Alberta is slowly but surely cleaning up its energy act. In 2018, less than 50% of Alberta's electricity originated from coal-fired electricity generators. The restructuring of its energy mix has lead to a 16% (or 7 megatons) reduction in greenhouse gas emissions ("GHG"), an approximate equivalent of taking 1.5 million cars off the roads. However laudable this reduction may be for Alberta's unique electricity sector, it continues to pale in comparison to the province of Ontario. In 2014, Ontario became the first jurisdiction with a significant reliance on coal-fired electricity in North America. Ontario's reduction represented the largest GHG emissions reduction action on the North American continent. 

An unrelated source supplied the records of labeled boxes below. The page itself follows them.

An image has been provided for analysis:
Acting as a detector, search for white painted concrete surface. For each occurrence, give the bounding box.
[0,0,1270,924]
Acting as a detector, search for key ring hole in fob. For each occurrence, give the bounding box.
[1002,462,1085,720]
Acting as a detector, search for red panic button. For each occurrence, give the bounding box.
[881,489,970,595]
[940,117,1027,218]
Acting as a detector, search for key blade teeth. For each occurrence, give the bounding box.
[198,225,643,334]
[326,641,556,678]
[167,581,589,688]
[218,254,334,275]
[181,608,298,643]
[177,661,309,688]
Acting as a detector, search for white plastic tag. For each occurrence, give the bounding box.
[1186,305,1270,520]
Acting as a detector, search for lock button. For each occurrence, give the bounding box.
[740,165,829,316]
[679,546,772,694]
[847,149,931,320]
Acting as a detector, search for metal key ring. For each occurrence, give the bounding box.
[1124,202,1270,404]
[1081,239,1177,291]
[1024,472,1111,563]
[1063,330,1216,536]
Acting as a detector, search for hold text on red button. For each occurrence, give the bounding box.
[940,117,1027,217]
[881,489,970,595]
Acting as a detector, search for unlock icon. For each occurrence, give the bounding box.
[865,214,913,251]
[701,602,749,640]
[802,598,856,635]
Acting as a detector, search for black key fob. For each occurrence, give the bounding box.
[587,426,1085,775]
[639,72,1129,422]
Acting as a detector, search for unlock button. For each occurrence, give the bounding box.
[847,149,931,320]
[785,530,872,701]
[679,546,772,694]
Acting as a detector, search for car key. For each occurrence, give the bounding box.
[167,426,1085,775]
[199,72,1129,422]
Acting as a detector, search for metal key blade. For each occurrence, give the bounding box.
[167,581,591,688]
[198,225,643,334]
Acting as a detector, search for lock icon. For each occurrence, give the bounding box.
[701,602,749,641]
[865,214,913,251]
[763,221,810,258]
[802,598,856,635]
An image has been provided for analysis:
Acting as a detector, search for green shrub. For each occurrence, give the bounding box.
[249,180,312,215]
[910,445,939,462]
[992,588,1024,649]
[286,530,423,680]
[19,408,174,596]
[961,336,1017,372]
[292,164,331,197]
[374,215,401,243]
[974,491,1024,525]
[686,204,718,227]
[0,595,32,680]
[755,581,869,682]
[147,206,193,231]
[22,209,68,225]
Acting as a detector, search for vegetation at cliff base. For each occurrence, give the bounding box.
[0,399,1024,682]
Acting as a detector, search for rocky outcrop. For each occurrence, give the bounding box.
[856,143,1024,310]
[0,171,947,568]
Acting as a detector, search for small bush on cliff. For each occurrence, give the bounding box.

Further attesting to Alberta's progressive efforts in cleaning up its energy act are a reduction in the province's future projections of GHGs. Less than 4 years ago, Alberta projected an annual production of 313 megatons of greenhouse gas emissions by 2030.  That projection has now been changed to 263 megatons, a 50 megaton reduction from its previous projection. This reduction in GHGs represents an equivalent of 11 million fewer cars on the road, which is akin to a 3 fold reduction in Vancouver, (BC) GHGs. While coal generation has declined from 59 to 47 %, power from cleaner natural gas has risen from 31% to 42%.

Apart form Alberta's plans to phase-out pollution from coal-fired electricity generation by 2030, a cap on oilsands emissions, and a reduction in methane emissions, Alberta's strategy also includes strategy also includes a price on carbon. A portion of the $1.8 billion collected from the carbon tax is being reinvested in the province's efforts to clean-up its energy act. Another $3 billion dollars is being invested into light rail transit over 10 year period. Alberta's carbon tax, however, is not without opposition. The province's United Conservative Party (UCP) is resolved to repeal the province's carbon tax, the rationale being that the province's carbon tax is killing jobs in the province and causing an economic decline.